De modo algum a divisão do poder pode ser interpretada como um “poder” executivo,
um “poder” legislativo e um “poder” judicial, segundo a famosa doutrina de
Montesquieu em O Espírito das Leis (1748–1750), livro XI, c. 16, 17 e 18, ou a
divisão de Locke em um “poder” legislativo e outro “poder” executivo-judicial-
federativo implica uma divisão de soberania. O soberano é sempre um apenas: o
Estado. O que existe, em qualquer caso, é uma confiança, de modo que um dos
poderes, no caso de Locke, o legislador, é o principal depositário da soberania.
Não se trata, tal como Madison observou em suas reflexões sobre Montesquieu no
livro O Federalista, de uma divisão de poderes, senão uma divisão do poder.
A novidade fornecida por Locke e Montesquieu é precisamente que o poder pode ser
dividido sem prejuízo da soberania do Estado e, inclusive, mostram como isso pode
ser feito. Essa contribuição é, de fato, a última expressão do Estado contemporâneo
como um sistema jurídico. Este é o momento do deslocamento da questão da soberania,
que já não representa praticamente nenhum problema teórico, da constituição. Assim,
uma vez que o sujeito do Estado soberano se consolidou e, de maneira especial, o
conceito de soberania foi especificado como intrinsecamente ligado ao Estado como
estrutura jurídica, o grande tema da teoria política moderna e contemporânea é o da
divisão de poder e a constituição. Estas são, por sua vez, as grandes questões em
jogo sempre que a “reforma do Estado” aparece como uma discussão política
prioritária.
O tema da divisão do poder e da constituição faz a sua aparição ao mesmo tempo em
que se define o fim da vida política como o gozo definido como o gozo de tanta
liberdade possível para se articular com a dos demais para preservar a propriedade.

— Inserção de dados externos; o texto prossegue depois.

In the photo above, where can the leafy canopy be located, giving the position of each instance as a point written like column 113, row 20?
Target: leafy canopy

Isso faz com que o Estado, embora seja soberano, sua soberania está essencialmente
orientada para o serviço da propriedade privada dos cidadãos. Até a cidadania
depende em grande parte da propriedade. Não é coincidência que o grande tema do
Segundo Tratado do Governo Civil de Locke esteja no Capítulo 5, o mais extenso de
todos, cujo título é, precisamente, “Sobre a Propriedade”. Locke está perfeitamente
ciente da necessidade de argumentar a favor da propriedade privada, particularmente
sobre certas formas de posse, já que isso nada mais constitui e nada menos que a
ocupação principal do governo.
Supõe-se que, ao ingressar na sociedade civil, os homens não buscam um modo de vida
em que sejam piores do que antes, para que o governo ou o Estado, por mais soberano
que seja, tenha seu sentido a serviço de algo que os homens , em um estado de
natureza, eles não podem preservar, isto é, a propriedade. De modo que em Locke
vemos esboçar-se a idéia de que a soberania absoluta, embora de fato ela resida no
Estado, que pode até mesmo tomar diferentes formas organizacionais através das
várias constituições, em essência, essa soberania não tem outra origem última que o
povo (proprietários de aldeia, é claro). Em outras palavras, a análise de Locke
distingue claramente dois problemas: 1) o do atual exercício da soberania; e 2) da
origem última desta. Em relação ao primeiro, não há dúvida de que este exercício
corresponde ao Estado. E em relação ao segundo, o povo é a primeira fonte da qual a
soberania emana. E se é assim, é claro que o chefe do Estado é um representante do
povo ou um representante (mandatário). A soberania do que preside o Estado é uma
soberania pela confiança (fideicomiso).
O caminho está, assim, definitivamente aberto à teoria da soberania popular, a qual
não implica de modo algum um questionamento da soberania do Estado. Ambos são
perfeitamente complementares e, inclusive, não se pode expressar sem a outra.